While bias in generative AI is a well-known phenomenon, it remains surprising what types of biases are sometimes discovered. TechCrunch I recently ran a test using Meta's AI chatbotwhich was launched in April 2024 for more than a dozen countries, including India, and found a strange and disturbing trend.
When generating images using the prompt “Indian men”, the vast majority of results show men wearing turbans. While a large number of Indian men wear turbans (mainly if they are practicing Sikhs), according to the 2011 census, India's capital Delhi has a Sikh population of approximately 3.4%, while image results AI generative techniques yield between three and four out of every five men.
Unfortunately, this is not the first time that generative AI has been embroiled in controversy related to race and other sensitive topics, and this is not the worst example either.
How far does the rabbit hole go?
In August 2023, Google's SGE and Bard AI (the latter now called Gemini) were caught with their pants down. arguing the 'benefits' of genocide, slavery, fascism and more. He also included Hitler, Stalin and Mussolini in a list of the “greatest” leaders, and Hitler also appears in his list of “most effective leaders.”
Later that year, in December 2023, there was multiple incidents involving AI, and the most horrifying of them include Stamford researchers finding CSAM (child abuse images) in the popular LAION-5B image dataset that many LLMs are trained on. That study found more than 3,000 known or suspected CSAM images in that data set. Broadcasting maker Stability AI, which uses that set, claims it filters out any harmful images. But how can you determine that this is true? Those images could easily have been incorporated into more benign searches for “child” or “children.”
There is also a danger of AI being used in facial recognition, including and especially by law enforcement. Countless studies have already shown that there is a clear and absolute bias in which race and ethnicity are arrested at higher rates, regardless of whether a crime has been committed. Combine that with the bias that AI is trained with humans and you have technology that would result in even more false and unfair arrests. It's to the point that Microsoft doesn't want your Azure AI being used by police forces.

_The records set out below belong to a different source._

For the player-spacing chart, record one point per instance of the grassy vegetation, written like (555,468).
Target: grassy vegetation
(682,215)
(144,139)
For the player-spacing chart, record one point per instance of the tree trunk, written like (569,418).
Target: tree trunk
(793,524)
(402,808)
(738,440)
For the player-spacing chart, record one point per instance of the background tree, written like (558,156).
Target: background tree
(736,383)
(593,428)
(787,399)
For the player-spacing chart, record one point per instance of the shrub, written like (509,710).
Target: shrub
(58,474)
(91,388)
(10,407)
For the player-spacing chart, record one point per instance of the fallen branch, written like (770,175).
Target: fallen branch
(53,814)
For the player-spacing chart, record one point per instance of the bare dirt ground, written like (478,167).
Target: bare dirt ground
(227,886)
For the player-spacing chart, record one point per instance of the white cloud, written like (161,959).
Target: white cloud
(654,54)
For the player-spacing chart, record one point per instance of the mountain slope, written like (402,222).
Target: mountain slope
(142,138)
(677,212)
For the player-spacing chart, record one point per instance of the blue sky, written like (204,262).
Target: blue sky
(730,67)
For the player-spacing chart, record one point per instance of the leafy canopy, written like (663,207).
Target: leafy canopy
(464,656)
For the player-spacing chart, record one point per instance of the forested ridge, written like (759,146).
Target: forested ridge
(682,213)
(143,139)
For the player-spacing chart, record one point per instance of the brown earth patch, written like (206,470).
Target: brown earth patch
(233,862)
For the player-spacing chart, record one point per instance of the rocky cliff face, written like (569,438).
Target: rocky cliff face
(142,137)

It is quite disturbing how AI has quickly taken over the technological landscape and how many obstacles remain in its path before it advances enough to finally get rid of these problems. But one could argue that these problems only arose in the first place due to training the AI on literally any data set it can access without properly filtering the content. If we want to address AI's massive bias, we must start properly sifting through its data sets, not just for copyrighted sources, but also for actively harmful material that poisons information well.